Holmes is expected to continue testifying Monday.
Holmes’s case has been closely watched in Silicon Valley and across the country, spurring on multiple podcasts, an HBO documentary and a best-selling book.
The first witness the defense called on Friday was a paralegal at the law firm representing Holmes. Trent Middleton provided summaries of various Theranos records, including patents the company had obtained and the number of tests the company offered.
The defense’s second witness, Fabrizio Bonanni, served on Theranos’s board after media investigations started and served as a a director from May 2016 until September 2018. Bonanni, a former executive vice president at biotech company Amgen, said he learned details about the Theranos device in 2016 in meetings with the company and was impressed.
Holmes originally asked him to become the company’s chief operating officer, but Bonanni declined, saying he was “too old for that.”
Instead he joined the board and during his time there, he advised Holmes and the company on improving quality control and compliance.
The lengthy Holmes trial was scheduled to last 13 weeks, but the judge notified jurors Friday that it could probably stretch longer.
Judge Edward J. Davila told jurors Friday morning that the trial probably would not end by Dec. 6, the date jurors had been told previously. The judge also told the lawyers before the jury was brought in that he had the sense that none of the parties wanted the trial to extend to the Christmas holiday week, which could cause scheduling or other issues with jurors.
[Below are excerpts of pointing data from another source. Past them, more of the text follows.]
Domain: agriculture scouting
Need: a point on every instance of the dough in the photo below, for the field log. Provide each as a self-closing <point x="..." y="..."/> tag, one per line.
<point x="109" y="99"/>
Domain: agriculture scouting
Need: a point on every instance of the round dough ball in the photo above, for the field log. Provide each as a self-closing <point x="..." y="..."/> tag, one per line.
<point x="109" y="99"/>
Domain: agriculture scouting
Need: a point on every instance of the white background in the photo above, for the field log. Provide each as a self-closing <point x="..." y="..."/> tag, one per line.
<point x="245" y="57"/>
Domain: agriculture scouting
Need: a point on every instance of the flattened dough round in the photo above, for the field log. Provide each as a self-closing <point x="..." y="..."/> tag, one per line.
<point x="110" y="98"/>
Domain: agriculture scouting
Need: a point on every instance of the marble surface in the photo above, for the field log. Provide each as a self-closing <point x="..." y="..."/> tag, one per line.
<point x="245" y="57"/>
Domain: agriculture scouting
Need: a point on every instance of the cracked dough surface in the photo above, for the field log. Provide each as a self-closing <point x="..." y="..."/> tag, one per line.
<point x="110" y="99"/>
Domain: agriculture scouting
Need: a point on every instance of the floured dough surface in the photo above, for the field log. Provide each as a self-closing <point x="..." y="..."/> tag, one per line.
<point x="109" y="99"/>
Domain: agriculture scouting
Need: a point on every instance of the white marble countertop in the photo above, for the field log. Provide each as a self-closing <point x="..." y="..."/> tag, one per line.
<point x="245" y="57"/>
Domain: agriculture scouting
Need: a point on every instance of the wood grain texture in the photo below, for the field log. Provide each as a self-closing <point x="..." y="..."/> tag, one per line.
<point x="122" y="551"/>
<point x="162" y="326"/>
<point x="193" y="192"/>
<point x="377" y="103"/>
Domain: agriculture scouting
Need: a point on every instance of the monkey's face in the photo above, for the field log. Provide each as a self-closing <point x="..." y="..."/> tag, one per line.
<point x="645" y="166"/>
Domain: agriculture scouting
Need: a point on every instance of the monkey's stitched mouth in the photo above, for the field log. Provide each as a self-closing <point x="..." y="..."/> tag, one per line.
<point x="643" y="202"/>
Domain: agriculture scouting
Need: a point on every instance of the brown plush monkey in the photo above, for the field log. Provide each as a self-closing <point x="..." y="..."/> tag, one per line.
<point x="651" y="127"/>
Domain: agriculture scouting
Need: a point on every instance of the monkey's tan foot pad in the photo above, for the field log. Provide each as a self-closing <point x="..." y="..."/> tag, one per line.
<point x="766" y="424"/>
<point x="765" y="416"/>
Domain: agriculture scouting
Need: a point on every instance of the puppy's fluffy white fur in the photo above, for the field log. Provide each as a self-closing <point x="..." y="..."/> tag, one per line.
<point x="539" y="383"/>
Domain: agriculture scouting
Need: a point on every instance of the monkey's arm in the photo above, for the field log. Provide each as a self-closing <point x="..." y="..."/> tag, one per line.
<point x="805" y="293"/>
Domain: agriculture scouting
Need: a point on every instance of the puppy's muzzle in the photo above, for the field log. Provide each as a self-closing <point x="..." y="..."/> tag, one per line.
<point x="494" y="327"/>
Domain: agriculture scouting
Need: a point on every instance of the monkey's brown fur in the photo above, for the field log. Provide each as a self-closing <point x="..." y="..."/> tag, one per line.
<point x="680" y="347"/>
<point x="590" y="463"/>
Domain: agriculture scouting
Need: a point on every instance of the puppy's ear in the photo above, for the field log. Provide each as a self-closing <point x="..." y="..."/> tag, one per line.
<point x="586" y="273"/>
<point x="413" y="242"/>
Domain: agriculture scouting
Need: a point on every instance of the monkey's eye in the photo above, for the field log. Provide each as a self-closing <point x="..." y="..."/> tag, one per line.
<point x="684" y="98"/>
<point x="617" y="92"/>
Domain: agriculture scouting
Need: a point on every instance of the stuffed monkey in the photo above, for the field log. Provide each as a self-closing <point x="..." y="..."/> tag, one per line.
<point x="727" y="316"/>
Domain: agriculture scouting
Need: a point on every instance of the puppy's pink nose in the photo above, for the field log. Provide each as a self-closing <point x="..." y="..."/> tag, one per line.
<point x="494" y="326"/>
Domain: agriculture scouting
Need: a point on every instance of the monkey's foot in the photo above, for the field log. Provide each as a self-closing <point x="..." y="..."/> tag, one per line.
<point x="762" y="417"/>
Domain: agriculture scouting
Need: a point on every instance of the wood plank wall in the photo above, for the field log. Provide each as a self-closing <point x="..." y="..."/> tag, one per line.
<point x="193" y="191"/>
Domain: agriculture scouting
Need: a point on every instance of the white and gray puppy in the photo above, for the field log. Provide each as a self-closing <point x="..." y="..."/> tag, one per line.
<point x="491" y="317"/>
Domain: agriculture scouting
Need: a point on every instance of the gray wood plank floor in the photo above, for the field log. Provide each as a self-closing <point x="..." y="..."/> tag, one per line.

Holmes’s defense team has conducted lengthy cross examinations of many of the prosecution’s witnesses, often stretching their questioning even longer than the government’s direct examination. Prosecutor Jeff Schenk pointed out to the judge that the defense had so far spent more hours questioning witnesses than the government.
The government spent weeks calling former employees, investors and patients to the stand. Former employees laid out significant issues they had while working at Theranos, including concerns over quality control and inaccurate test results. Investors expressed disappointment, and said they would have reconsidered their interest in Theranos had they known of the company’s reliance on third-party machines and inconsistent results from its own machines.
“It would have tempered my enthusiasm significantly,” former defense secretary Jim Mattis said on the stand in September, in response to a prosecutor’s questions about the use of third-party devices. Mattis served on the company’s board from summer 2013 to fall 2016.